One of the big changes we've made is, in the past you could only invest in these big water projects if they had an agriculture benefit or an industry benefit. If it was just for town water supply, you couldn't do it. That's one of the reasons, I suppose, that when the Chaffey Dam was built there was, you know, substantial public money that went into it, including $4 million from the Tamworth Council, but it didn't benefit Tamworth's drinking water and town water. 

So, yes, you've got to have the projects, we're prepared to do that, we've got $2 billion invested in water infrastructure projects, $200 million in the last budget alone. We're prepared to invest in water infrastructure. We have to be smarter about the type of infrastructure and making sure that the benefit goes to communities as well as having just commercial uses. 

ARMSTRONG: So it sounds like we're not going to get a commitment from a Labor Government in terms of 100 dams promised, but what can we expect from this Federal Government in terms of its commitment to building new dams? Will we see new dams in your term, proposed or progressed in your term as Water Minister? 

MINISTER PLIBERSEK: Yeah, where they make sense. And if State Governments have proposals that stack up, yes. I mean we're investing some huge money, like $300 million in the Darwin water supply, I think it's $605 million, off the top of my head for Paradise Dam, there's two Tasmanian irrigation projects that we've just announced funding for. Around Australia we're prepared to invest, including in very large water infrastructure projects, where they make sense, and where they've got partners. That's the other really critical thing, we need to be able to partner with State Governments, and occasionally also with private or commercial operators as well. 

ARMSTRONG: I want to touch on your other big portfolio, the environment. Last year at the Bush Summit in Griffith you announced that Labor would you pursuing a nature repair scheme essentially providing a source of income to farmers, they could get credits by doing environmental work on their property. Where is that a year on? 

MINISTER PLIBERSEK: Thanks. We did announce that, it was a terrific announcement, and I'm very grateful to the National Farmers Federation and the other farming groups that have backed this in. At the moment that legislation has passed through the House of Representatives, it's in a Senate Inquiry process, and we're hoping to, very hopeful that that legislation will pass through the Senate towards the end of the year. 

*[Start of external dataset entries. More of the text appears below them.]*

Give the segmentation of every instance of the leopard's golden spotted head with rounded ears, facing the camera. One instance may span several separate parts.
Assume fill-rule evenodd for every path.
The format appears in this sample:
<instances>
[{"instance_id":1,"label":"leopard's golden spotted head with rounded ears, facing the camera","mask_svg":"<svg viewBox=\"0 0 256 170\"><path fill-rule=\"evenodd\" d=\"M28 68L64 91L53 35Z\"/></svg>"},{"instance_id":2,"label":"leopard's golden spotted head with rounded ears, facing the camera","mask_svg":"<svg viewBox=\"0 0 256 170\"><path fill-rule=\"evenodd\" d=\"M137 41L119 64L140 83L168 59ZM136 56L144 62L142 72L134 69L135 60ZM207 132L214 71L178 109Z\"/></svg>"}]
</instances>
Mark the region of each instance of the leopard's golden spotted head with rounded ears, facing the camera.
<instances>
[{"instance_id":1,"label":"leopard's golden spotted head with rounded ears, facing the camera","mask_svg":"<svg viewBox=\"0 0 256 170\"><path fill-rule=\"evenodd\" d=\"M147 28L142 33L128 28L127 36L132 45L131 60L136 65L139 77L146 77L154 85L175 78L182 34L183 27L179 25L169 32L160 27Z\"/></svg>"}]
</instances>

What it will be, for people who didn't follow the announcement last year, is an opportunity, a little bit like the carbon market, for farmers and other land holders to do biodiversity projects on their land and get paid for it. 

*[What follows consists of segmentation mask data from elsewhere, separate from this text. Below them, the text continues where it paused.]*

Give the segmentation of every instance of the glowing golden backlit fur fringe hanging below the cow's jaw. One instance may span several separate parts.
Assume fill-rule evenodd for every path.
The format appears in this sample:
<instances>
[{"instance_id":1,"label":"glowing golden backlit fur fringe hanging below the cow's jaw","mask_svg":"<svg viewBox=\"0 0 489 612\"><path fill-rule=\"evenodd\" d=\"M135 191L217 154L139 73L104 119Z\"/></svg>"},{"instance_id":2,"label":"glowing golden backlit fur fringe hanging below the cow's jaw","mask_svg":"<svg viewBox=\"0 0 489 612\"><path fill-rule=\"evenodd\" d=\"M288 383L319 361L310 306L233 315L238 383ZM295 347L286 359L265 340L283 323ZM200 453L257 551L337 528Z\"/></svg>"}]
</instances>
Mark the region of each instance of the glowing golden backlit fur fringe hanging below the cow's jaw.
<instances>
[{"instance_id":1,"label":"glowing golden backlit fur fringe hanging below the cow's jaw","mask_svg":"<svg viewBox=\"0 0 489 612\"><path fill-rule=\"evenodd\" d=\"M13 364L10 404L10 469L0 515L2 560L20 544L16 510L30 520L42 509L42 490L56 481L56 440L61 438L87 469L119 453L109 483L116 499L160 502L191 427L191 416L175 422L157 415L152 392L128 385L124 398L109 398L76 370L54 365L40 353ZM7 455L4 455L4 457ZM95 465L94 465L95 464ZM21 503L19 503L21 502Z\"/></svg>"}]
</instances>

Now, I know that there are so many farmers out there who want to manage feral animals on their land, who want to replant on river and stream banks to improve water quality and to give habitat for the native animals and plants on their land. I know that there are farmers who want to manage invasive weeds. To be able to be paid to do those projects would be a real benefit to farming incomes. We've also said that other groups can make use of those sorts of credits as well; Native Title holders, Local Government, environmental groups could also use the Nature Repair Market. We see this as a really great complement to the carbon market where people can use part of the land that they own to provide habitat for native animals, for example, kill a few goats, cats, and actually get paid to do it.

ARMSTRONG: Wonderful. Well, I wish we had more time. There's so much more I'd love to talk to you about, but thank you so much, Tanya Plibersek, Minister for Water and environment. It's been a pleasure speaking to you. 

MINISTER PLIBERSEK: Thank you. And thank you all for having me.